Dr Sara Caputo wins string of awards
Dr Sara Caputo, Lumley Research Fellow in History at Magdalene College, is on a winning streak. A rising star in eighteenth and nineteenth century transnational maritime history and British imperial history, Caputo has recently picked up six prizes for her pathbreaking scholarship. ‘I entered a few competitions last year, hoping that something would stick,’ she said, ‘but this has been a most incredible turn of events.’
Most recently, Caputo received the prestigious Ideas Prize, a £25,000 award from Aitken Alexander and Profile Books for a non-fiction book proposal by an academic. The entry, Tracks on the Ocean, will be her second book project.
‘In this book,’ she explained, ‘I want to look at how a simple representational device has gradually transformed our understanding of the world, and of our own movement across its surface. Tracks on the Ocean tells a cartographical and environmental history of maritime travel, Western colonial mobility, instrumental science and “modernity”. Winning the Ideas Prize was a complete, fantastic shock, and I am incredibly grateful for this opportunity to let my research speak to a larger audience.’
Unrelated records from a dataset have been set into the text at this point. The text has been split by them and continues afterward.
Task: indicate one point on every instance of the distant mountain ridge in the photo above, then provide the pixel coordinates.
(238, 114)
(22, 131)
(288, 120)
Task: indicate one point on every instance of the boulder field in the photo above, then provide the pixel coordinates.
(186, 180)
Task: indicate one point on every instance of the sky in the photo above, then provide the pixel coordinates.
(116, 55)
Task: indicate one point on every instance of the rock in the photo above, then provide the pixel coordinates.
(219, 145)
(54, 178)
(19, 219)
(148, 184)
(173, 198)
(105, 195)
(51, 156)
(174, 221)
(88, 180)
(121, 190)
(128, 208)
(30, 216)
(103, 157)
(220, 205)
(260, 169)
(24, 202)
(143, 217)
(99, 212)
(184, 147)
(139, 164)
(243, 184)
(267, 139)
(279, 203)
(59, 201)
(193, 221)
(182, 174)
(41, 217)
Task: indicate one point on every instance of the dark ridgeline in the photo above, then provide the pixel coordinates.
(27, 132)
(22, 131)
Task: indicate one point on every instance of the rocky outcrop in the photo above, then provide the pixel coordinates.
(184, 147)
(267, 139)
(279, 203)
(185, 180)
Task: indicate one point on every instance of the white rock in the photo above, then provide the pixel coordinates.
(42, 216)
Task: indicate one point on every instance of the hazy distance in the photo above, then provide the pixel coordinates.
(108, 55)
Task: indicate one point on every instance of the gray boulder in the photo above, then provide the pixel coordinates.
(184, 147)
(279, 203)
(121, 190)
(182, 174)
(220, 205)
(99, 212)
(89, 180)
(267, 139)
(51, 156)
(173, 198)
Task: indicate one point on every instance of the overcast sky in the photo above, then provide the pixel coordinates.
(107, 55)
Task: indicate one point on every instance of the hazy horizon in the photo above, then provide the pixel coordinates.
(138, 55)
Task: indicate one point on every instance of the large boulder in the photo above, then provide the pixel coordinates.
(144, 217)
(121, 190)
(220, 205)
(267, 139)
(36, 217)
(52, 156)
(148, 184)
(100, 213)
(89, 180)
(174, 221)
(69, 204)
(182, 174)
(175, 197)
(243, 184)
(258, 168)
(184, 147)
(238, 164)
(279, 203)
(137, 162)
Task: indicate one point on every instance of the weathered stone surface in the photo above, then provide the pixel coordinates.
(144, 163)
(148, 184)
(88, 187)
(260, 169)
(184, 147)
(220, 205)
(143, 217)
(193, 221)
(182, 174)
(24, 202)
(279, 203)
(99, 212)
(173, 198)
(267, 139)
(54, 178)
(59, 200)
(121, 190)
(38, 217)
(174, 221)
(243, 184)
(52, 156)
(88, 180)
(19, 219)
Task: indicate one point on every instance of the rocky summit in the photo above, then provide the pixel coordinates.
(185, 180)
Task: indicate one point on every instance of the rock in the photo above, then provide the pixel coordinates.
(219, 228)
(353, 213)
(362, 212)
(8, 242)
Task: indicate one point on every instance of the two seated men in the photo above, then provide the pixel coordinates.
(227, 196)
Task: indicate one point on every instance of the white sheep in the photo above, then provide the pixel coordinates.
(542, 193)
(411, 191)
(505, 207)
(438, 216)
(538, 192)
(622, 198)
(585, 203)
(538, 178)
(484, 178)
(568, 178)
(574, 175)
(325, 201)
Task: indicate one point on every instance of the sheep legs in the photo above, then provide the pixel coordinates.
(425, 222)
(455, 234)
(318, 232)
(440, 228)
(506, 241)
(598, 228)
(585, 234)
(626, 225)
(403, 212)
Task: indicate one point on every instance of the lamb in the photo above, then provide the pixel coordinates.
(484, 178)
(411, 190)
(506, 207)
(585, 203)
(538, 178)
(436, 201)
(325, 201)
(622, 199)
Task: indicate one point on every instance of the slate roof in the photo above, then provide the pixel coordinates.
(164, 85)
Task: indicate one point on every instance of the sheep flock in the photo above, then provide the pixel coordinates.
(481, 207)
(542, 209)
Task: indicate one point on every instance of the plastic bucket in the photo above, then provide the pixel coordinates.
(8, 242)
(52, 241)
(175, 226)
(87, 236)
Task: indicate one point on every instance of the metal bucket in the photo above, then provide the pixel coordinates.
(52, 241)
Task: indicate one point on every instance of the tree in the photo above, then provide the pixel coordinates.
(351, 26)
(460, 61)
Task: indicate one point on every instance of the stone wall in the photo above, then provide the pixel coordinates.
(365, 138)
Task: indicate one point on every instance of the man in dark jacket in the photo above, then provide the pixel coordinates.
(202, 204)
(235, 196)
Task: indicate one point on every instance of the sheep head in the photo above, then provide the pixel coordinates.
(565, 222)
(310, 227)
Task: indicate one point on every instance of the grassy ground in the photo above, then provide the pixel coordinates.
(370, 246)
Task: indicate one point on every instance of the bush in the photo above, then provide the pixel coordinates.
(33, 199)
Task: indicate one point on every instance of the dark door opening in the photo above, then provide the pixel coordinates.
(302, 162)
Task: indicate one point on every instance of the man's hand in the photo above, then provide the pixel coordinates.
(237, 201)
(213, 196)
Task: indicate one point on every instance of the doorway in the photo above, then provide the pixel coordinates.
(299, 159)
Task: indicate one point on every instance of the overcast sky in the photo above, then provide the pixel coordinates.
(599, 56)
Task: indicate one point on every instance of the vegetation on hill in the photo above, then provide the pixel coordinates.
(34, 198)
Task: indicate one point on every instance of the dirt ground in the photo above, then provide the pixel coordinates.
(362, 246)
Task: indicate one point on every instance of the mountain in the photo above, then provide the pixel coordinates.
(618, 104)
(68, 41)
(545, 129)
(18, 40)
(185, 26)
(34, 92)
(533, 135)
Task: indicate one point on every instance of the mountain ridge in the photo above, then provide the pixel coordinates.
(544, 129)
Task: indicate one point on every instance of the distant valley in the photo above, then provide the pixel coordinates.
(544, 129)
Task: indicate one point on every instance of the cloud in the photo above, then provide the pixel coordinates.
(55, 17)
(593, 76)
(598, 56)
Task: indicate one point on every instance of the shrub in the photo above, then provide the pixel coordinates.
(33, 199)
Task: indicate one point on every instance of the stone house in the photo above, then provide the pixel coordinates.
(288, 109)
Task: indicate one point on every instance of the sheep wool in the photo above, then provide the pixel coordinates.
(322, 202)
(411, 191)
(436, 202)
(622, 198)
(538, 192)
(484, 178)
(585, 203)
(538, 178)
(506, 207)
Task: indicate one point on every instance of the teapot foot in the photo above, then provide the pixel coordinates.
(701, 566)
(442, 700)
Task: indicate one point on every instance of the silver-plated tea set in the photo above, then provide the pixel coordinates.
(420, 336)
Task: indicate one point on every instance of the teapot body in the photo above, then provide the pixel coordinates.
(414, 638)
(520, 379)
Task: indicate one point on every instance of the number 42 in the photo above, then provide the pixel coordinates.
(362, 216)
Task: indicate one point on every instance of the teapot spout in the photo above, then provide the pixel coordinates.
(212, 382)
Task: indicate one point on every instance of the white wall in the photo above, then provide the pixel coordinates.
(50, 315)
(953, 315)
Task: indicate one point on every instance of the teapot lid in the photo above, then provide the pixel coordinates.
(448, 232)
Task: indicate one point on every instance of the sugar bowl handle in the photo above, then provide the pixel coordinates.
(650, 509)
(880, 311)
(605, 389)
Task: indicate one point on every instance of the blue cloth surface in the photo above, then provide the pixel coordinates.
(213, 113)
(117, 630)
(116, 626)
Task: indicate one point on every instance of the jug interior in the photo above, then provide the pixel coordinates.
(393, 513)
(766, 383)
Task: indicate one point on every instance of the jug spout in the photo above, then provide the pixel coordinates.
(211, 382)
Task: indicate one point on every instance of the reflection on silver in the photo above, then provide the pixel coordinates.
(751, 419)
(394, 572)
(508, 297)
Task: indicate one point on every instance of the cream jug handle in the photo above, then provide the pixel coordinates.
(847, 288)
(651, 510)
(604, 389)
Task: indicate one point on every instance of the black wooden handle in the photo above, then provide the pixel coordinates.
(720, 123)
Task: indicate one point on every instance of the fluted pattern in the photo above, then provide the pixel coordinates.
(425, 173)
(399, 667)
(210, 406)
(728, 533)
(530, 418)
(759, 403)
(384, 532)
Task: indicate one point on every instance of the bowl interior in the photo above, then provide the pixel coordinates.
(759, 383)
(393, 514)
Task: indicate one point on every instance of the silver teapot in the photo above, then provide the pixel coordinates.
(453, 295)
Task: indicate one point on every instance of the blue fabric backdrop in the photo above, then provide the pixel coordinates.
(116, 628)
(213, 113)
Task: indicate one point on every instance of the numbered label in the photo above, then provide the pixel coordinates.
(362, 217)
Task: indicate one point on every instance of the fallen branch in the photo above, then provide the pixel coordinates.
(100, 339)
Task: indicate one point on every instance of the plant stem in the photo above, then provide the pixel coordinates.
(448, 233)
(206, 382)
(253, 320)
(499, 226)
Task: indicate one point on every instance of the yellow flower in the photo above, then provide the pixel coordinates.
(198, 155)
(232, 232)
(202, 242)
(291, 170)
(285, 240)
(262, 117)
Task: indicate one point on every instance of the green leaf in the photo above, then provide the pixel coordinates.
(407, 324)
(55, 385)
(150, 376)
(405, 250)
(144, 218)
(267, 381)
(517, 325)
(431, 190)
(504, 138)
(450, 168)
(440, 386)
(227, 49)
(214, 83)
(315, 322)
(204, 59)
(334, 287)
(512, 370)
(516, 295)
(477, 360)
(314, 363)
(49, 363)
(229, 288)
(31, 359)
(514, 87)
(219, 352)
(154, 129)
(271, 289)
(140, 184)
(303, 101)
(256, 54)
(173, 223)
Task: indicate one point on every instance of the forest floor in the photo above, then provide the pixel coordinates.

In March, she won the Scottish History Society Earl of Rosebery Prize for ‘Scottish young gentlemen in the Royal Navy, 1791-1818: William Macleod, William Rennie, Robert Ritchie’. The prize honours the best transcription with a scholarly apparatus of a manuscript source by an early career researcher. Caputo hopes that this project will become a two-volume edition entitled Scottish Young Gentlemen in the British Royal Navy, 1791-1818: William Macleod, William Rennie, Robert Ritchie.
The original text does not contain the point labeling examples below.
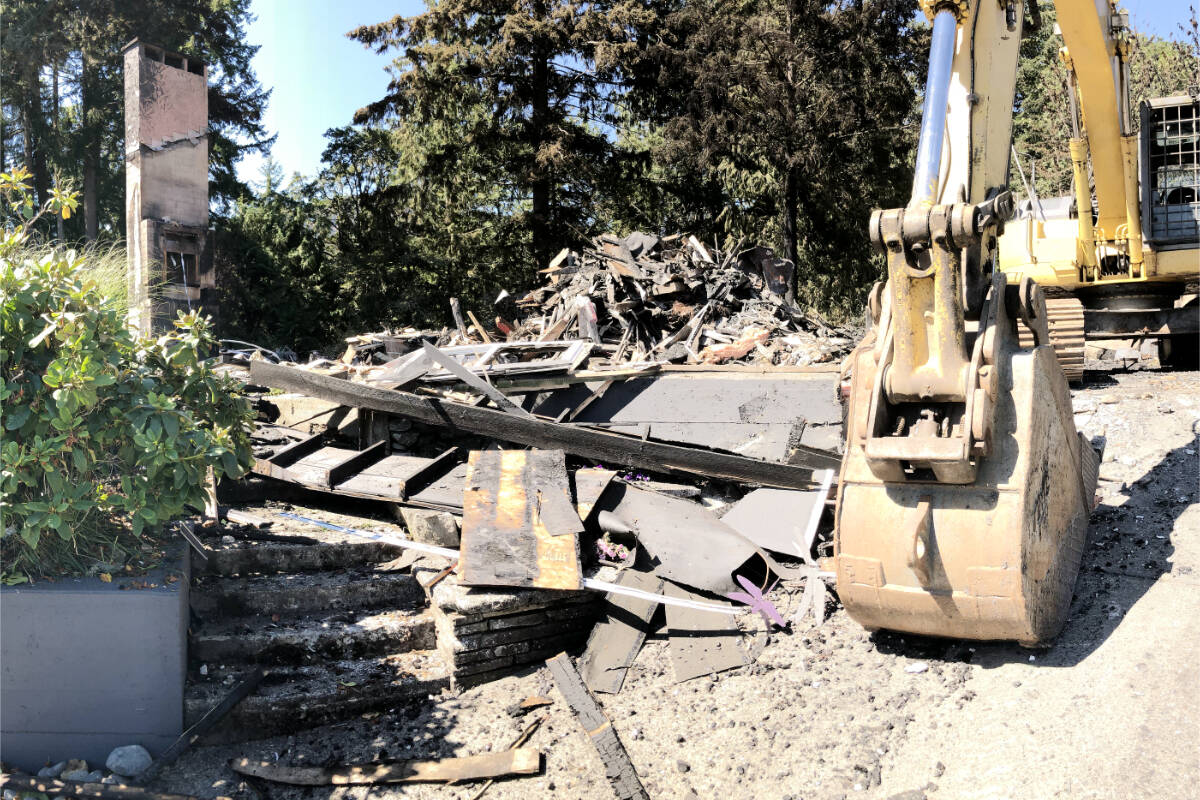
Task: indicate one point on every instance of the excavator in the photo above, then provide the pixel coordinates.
(1125, 266)
(965, 489)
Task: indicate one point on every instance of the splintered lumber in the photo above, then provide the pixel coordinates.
(618, 768)
(205, 723)
(519, 761)
(473, 380)
(589, 443)
(27, 783)
(519, 525)
(520, 740)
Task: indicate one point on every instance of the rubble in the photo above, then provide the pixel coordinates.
(673, 299)
(553, 482)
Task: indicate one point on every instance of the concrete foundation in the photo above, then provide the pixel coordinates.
(88, 666)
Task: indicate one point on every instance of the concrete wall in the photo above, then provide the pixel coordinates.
(87, 666)
(175, 184)
(166, 179)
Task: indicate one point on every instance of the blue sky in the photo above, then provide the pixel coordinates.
(319, 78)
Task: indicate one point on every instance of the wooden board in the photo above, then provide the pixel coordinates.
(589, 443)
(519, 525)
(618, 768)
(387, 479)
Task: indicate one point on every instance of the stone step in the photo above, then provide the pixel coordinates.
(250, 558)
(217, 596)
(312, 639)
(293, 698)
(291, 545)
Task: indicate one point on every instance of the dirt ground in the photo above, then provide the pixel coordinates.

In February, Caputo was named a co-winner of the Institute of Historical Research 2020 Sir Julian Corbett Prize in Modern Naval History for an unpublished article on naval history. The piece, 'Mercenary gentlemen? The transnational service of foreign quarterdeck officers in the Royal Navy of the American and French Wars' is now forthcoming in Historical Research.
She also received Third Place in the International Committee for the History of Technology Maurice Daumas Prize for an article on the history of technology published in the last two years. The article, ‘Exploration and mortification: Fragile infrastructures, imperial narratives, and the self-sufficiency of British naval “discovery” vessels, 1760–1815,’ appeared in History of Science in November 2020.
On top of all this, she received two prizes for her 2019 PhD thesis, 'Foreign Seamen and the British Navy, 1793-1815': the British Commission for Maritime History / Boydell & Brewer Prize, for best dissertation in maritime history completed in the UK, and, jointly with Dr Jake Subryan Richards, the Prince Consort and Thirlwall Prize & Seeley Medal from the History Faculty at Cambridge. As a Lumley Research Fellow, Caputo is currently turning this manuscript into what is sure to be an important book on the foreign sailors who served in the Royal Navy during the French Revolutionary and Napoleonic Wars.
Asked about the recent accolades, she said: "Any one of these prizes would make someone's year, and this year, of all times, I can't help but think that I have been hogging more than my fair share of joy. However, the genuine happiness of family, friends, and mentors upon hearing the repeated good news is what will leave the most lasting impression on me. Personally, I am determined to treat these recognitions as reminders to think of others even when the world tries to make it all about me, and to be immensely grateful for all the help, support, and caring with which I am constantly surrounded. Professionally, these prizes are especially meaningful because they validate different but interconnected strands of my research—projects nearing completion and projects that will be with me for many years to come, all gravitating around the notion that maritime history has much to give us still."